S E Karagiannis et al. Heart. 2003 Oct.

Abstract

Objective: To measure the distance between the mitral leaflet coaptation point and the mitral annulus (CPMA) and assess the relation of this index to structural and functional characteristics of the failing left ventricle.

Design: Echocardiographic indices and CPMA were measured at baseline and again during dobutamine infusion and leg lifting. Left ventricular diastolic and systolic dimensions, left ventricular ejection fraction (LVEF) by Simpson's rule, mitral annulus dimension, and E point septal separation were correlated with CPMA.

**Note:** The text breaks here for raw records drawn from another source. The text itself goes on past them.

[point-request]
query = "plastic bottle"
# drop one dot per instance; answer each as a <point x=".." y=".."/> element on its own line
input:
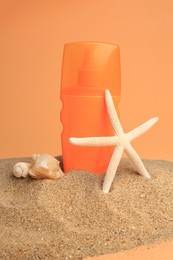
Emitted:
<point x="88" y="69"/>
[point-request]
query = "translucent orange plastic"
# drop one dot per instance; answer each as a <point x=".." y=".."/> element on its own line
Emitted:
<point x="88" y="69"/>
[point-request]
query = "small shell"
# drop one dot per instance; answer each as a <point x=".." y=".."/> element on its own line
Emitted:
<point x="45" y="166"/>
<point x="21" y="169"/>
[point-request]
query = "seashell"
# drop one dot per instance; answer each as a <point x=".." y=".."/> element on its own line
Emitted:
<point x="44" y="166"/>
<point x="21" y="169"/>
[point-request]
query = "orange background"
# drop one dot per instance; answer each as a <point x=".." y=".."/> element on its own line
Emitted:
<point x="32" y="36"/>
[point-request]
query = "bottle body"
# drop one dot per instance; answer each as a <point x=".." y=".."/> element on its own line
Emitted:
<point x="85" y="116"/>
<point x="88" y="68"/>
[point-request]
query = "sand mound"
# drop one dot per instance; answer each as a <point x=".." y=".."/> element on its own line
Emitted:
<point x="71" y="218"/>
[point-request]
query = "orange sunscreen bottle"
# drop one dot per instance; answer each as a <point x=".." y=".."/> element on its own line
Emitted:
<point x="88" y="69"/>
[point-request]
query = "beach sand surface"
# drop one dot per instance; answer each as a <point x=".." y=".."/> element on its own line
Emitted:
<point x="71" y="218"/>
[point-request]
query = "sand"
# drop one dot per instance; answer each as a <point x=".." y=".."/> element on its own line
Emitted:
<point x="71" y="218"/>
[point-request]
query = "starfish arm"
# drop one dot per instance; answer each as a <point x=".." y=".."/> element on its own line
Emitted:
<point x="112" y="168"/>
<point x="113" y="114"/>
<point x="138" y="164"/>
<point x="95" y="141"/>
<point x="141" y="129"/>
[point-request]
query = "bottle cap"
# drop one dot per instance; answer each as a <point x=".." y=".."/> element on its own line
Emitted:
<point x="89" y="68"/>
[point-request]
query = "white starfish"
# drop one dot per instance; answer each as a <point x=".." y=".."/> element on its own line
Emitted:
<point x="121" y="141"/>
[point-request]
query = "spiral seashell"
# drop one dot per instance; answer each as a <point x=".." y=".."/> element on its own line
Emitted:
<point x="21" y="169"/>
<point x="44" y="166"/>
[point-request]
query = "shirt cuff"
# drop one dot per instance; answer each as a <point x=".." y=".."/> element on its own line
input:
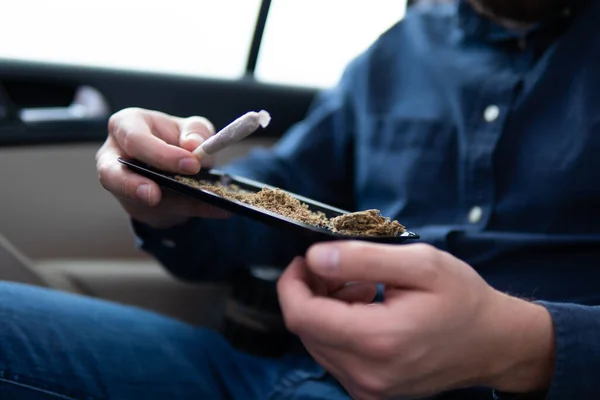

Setting: Tertiary referral centre.

Patients: The total study population of 129 patients included 94 with LVEF < 35% and 35 with LVEF 35%-45%; 76 had coronary artery disease and 53 had dilated cardiomyopathy.

Interventions: A dobutamine infusion was given in 18 patients and preload increase by leg lifting in 28.

Main outcome measures: Correlations between CPMA and contractility indices at baseline and during interventions.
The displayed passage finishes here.